Rusya Devlet Başkanı Vladimir Putin’in dış politika danışmanı Yuri Uşakov, Türkiye’nin BRICS’e üyelik için başvuru yaptığını açıklamıştır. Rus haber ajansı RIA Novosti’nin haberine göre Uşakov, “Türkiye tam üyelik için başvurdu. Bunu değerlendireceğiz” demiştir.
(https://www.hurriyet.com.tr/dunya/rusya-resmen-acikladi-turkiye-bricse-tam-uyelik-basvurusu-yapti-42520869) Sayın Fidan’ın bu konudaki açıklaması önemlidir: “Avrupa Birliği ile bizim ekonomik entegrasyonumuz üyelikle taçlansaydı, belki biz birçok konuda bu türden bir arayış içerisinde olmayacaktık.”
Her ülkenin “ekonomik, güvenlik ve siyasi ittifaklar” kurmak zorunda olduğunu belirten Fidan, “İşte içine girip göreceğiz. Biz, sadece BRICS’e değil ASEAN’a çok yakın bakıyoruz” demiştir.Uşakov, Eylül ayı başındaki açıklamasında, Türkiye’nin BRICS’e üyelik için başvuru yaptığını söylemiştir. Rus haber ajansı RIA Novosti’nin haberine göre Uşakov, “Türkiye tam üyelik için başvurdu. Bunu değerlendireceğiz” açıklamasında bulunmuştur.
Bu konuda Atatürk’ün tespiti önemlidir: “Memleketimizi çağdaşlaştırmak istiyoruz. Bütün mesaimiz Türkiye’de çağdaş, dolayısıyla Batılı bir hükümet vücuda getirmektir. Medeniyete girmeyi arzu edip de, Batı’ya yönelmemiş millet hangisidir? Bir istikamette yürümek azminde olan ve hareketinin ayağında bağlı zincirlerle müşküle sokulduğunu gören insan ne yapar? Zincirleri kırar, yürür.” (Atatürk’ün, 29 Ekim 1923 tarihinde Fransız gazeteci Maurice Pernot‘a verdiği röportajdan, Atatürk’ün Bütün Eserleri, 16. Cilt, s.149)

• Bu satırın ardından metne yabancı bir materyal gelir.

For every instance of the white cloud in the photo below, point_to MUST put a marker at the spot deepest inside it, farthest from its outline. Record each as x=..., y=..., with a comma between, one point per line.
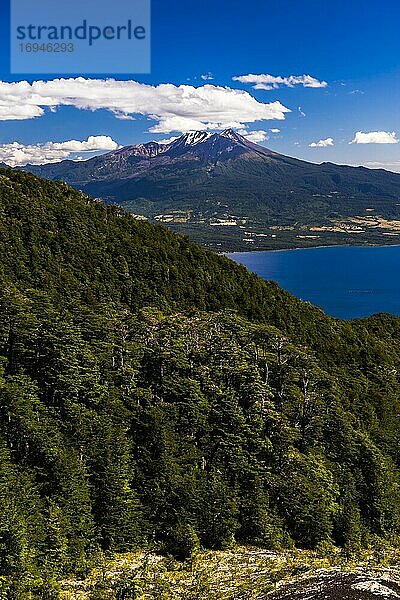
x=16, y=154
x=271, y=82
x=172, y=108
x=167, y=140
x=322, y=143
x=375, y=137
x=254, y=136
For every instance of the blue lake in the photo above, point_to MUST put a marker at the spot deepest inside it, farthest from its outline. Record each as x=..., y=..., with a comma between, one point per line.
x=347, y=282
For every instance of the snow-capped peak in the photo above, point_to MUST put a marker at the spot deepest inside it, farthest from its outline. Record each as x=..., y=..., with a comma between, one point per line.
x=191, y=138
x=231, y=134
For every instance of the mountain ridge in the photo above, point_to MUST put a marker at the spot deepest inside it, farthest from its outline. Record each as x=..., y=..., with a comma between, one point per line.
x=202, y=181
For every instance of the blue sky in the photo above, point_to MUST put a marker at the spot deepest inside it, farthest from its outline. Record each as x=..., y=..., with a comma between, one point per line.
x=351, y=45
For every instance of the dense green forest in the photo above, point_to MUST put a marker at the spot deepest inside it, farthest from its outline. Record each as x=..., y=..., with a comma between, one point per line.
x=152, y=392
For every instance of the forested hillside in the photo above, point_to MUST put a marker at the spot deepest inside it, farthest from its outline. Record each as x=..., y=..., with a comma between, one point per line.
x=152, y=392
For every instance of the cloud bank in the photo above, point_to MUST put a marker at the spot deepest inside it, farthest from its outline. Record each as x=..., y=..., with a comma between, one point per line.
x=16, y=154
x=271, y=82
x=322, y=143
x=375, y=137
x=172, y=108
x=254, y=136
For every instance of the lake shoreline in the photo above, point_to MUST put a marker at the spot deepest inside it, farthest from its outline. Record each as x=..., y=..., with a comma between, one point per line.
x=229, y=253
x=347, y=282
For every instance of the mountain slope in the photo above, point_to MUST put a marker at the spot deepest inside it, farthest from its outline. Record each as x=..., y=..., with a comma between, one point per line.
x=202, y=183
x=152, y=392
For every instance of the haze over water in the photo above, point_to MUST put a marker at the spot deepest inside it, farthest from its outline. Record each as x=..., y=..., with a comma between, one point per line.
x=347, y=282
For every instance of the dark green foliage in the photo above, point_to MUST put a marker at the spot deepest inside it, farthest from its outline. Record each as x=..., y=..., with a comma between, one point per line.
x=151, y=391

Avrupa Türkiye’ye “BOBON Kriterleri” uyguladığı sürece Türkiye AB üyesi olamaz. Avrupa Birliği’nin Türkiye’ye uyguladığı çifte standartlara ben “BOBON” kriterleri diyorum. Bu kriterler Avrupa Birliği’nde Türkiye’ye yapılan ayırımcılığı belirtmek üzere tarafımdan kullanılan bir kavramdır. BOBON kriterlerinin açılımı şöyledir: BO: Bizden Olanlar, BON: Bizden OlmayaNlar.